Le personnage Ildebrando Biribo entendait « botter les fesses de nos angoisses » ou « faire la guigne à nos soucis » ; le comédien y est magnifiquement parvenu. Paolo Crocco excelle dans son jeu, aussi joyeux que nostalgique, aussi bouleversant que rayonnant. Il revêt le personnage d’Emmanuel Vacca d’une aura d’une pureté mystérieuse et profonde. Il magnifie le texte tout en poésie et en comique. Il nous transporte dans son monde, justement entre deux mondes. À l’orée du réel et du fantastique. Sur une ligne de crête où tout est possible. Paolo Crocco parvient à capter notre imaginaire, il le nourrit de ses facéties et de sa gravité. Ses yeux brillant d’une candeur attendrissante captent toute l’attention. Outre leur arrangement poétique, les mots aux évocations imagées résonnent à l’esprit avec l’impression merveilleuse de vivre un moment rare. Ils nous donnent tant qu’on se sent l’âme emplie de beauté.

« Le souffleur » est un bel hommage à ces êtres de l’ombre qui irradiaient d’une lumière intérieure appelée passion. Dans sa mise en scène, Paolo Crocco joue sur toutes les sensibilités de cette lumière, d’où qu’elle provienne, de soi ou des projecteurs. Elle souligne tout à la fois l’impermanence du jeu et l’éternité du verbe. La scène est un plateau de théâtre avec des accessoires et des costumes. La pièce maîtresse et centrale est une malle en forme de cercueil qui rappelle la magie. Elle fait aussi office de lucarne pour le souffleur et matérialise les changements d’époques. Avec énergie et vivacité, le comédien passe d’un personnage à l’autre, évoquant les angoisses du comédien de perdre son texte, son personnage, sa mémoire. Il cite du classique, nous prend à témoin, revient à son personnage avec la vélocité d’un prestidigitateur. Avec cette mise en scène dynamique, truffée d’espièglerie clownesque, le public en a plein les oreilles et les yeux. L’interprétation de Paolo Crocco est un touchant et merveilleux hommage à l’auteur, comédien et mime qu’était Emmanuel Vacca, disparu le 31 mars 2021. Grâce à lui, « Le souffleur » est un spectacle plus vivant que jamais.

Nathalie Gendreau
©Juliette Monier


Distribution

Avec : Paolo Crocco

Créateurs

Texte : Emmanuel Vacca
Mise en scène : Paolo Crocco
Collaboration artistique : Fabio Marra
Lumière : Luc Dégassart
Régie plateau : Alberto Taranto
Composition : Claudio Del Vecchio
Costumes : Pauline Zurini, Bernadette Tisseau
Construction Décor : Claude Pierson

Production : Cie Dell Edulis / Pony Production
Diffusion : Pony Production – Sylvain Berdjane

Les lundis et mardis à 19 h jusqu’au 15 février 2022.

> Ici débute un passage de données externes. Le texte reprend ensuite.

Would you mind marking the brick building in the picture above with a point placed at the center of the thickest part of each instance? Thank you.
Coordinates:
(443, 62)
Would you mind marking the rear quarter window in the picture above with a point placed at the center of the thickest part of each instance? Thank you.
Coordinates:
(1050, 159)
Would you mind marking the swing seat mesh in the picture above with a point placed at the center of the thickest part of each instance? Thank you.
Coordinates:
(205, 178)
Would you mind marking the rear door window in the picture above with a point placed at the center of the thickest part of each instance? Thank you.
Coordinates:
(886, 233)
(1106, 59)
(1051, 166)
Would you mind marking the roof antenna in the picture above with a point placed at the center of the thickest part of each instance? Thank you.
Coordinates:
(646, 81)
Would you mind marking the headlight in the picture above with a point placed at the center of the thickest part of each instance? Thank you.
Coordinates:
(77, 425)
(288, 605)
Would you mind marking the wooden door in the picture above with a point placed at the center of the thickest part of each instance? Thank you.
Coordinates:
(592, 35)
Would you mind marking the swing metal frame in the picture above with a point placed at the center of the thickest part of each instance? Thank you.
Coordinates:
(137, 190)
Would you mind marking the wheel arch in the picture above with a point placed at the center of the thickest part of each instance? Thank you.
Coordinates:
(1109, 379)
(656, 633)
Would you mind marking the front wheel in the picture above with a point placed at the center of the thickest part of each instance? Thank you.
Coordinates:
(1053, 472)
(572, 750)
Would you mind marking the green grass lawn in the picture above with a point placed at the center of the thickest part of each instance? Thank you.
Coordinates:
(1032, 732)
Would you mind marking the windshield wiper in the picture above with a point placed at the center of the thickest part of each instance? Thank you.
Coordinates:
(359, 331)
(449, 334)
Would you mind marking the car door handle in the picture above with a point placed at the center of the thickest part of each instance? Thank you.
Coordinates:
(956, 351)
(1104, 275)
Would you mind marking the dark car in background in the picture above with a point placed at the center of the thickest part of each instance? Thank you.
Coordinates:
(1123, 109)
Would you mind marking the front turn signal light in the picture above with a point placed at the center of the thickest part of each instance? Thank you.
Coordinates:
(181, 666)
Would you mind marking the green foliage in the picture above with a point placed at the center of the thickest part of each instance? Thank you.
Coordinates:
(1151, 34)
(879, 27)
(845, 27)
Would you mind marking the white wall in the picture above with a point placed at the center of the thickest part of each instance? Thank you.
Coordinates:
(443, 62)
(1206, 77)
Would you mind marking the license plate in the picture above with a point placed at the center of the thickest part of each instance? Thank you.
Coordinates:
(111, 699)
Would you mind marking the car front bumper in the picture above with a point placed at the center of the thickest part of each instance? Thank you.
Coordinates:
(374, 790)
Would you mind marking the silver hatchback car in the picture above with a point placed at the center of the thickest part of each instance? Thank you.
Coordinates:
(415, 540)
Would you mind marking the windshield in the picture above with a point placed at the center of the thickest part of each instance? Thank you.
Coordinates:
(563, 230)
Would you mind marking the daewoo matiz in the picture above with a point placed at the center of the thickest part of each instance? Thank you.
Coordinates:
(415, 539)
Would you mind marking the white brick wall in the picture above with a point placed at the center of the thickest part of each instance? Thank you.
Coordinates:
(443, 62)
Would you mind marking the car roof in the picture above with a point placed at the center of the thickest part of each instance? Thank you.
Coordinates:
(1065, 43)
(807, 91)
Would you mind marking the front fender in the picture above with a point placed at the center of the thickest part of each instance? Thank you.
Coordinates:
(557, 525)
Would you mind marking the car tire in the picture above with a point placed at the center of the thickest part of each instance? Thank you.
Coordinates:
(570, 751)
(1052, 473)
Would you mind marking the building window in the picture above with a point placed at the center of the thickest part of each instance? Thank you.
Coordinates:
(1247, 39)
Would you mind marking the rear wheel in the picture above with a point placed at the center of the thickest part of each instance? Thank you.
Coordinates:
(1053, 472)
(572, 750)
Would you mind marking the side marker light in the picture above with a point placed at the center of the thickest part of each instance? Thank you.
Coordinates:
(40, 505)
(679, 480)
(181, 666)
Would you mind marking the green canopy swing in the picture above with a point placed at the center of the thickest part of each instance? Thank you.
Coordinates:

Au Studio Hébertot, 78 bis Boulevard des Batignolles, Paris XVIIIe.

Durée : 1 h 15

1 réflexion au sujet de « « Le souffleur », un métier de l’ombre sublimé par Paolo Crocco »

  1. Le « Souffleur » est manifestement un spectacle qui nous emmène au delà du simple divertissement festif d’une pièce de théâtre, puisque l’imagination de l’auteur nous fait pénétrer dans le mystérieux domaine de la résurrection. Mais la réflexion porte aussi sur l’évolution de notre société et l’apport du « progrès » à différentes activités, créant ici mais tuant là, lors de son implacable avancée.

    La disparition du métier de souffleur a ceci de pathétique qu’il s’agit d’un métier choisi par amour du théâtre mais qui vous condamne à l’éternelle humilité et invisibilité d’une vie dans « le trou du souffleur » qui inspira aussi un de ses meilleurs sketches au grand Raymond Devos.

    Ce discret métier de « muet sociétal », qui sauve la parole de l’oubli et l’acteur des lazzis, méritait un hommage que Emmanuel Vacca et Paolo Croco viennent de lui rendre au Studio Hébertot. Emotion garantie par Nathalie Gendreau… à partager jusqu’au 15 février.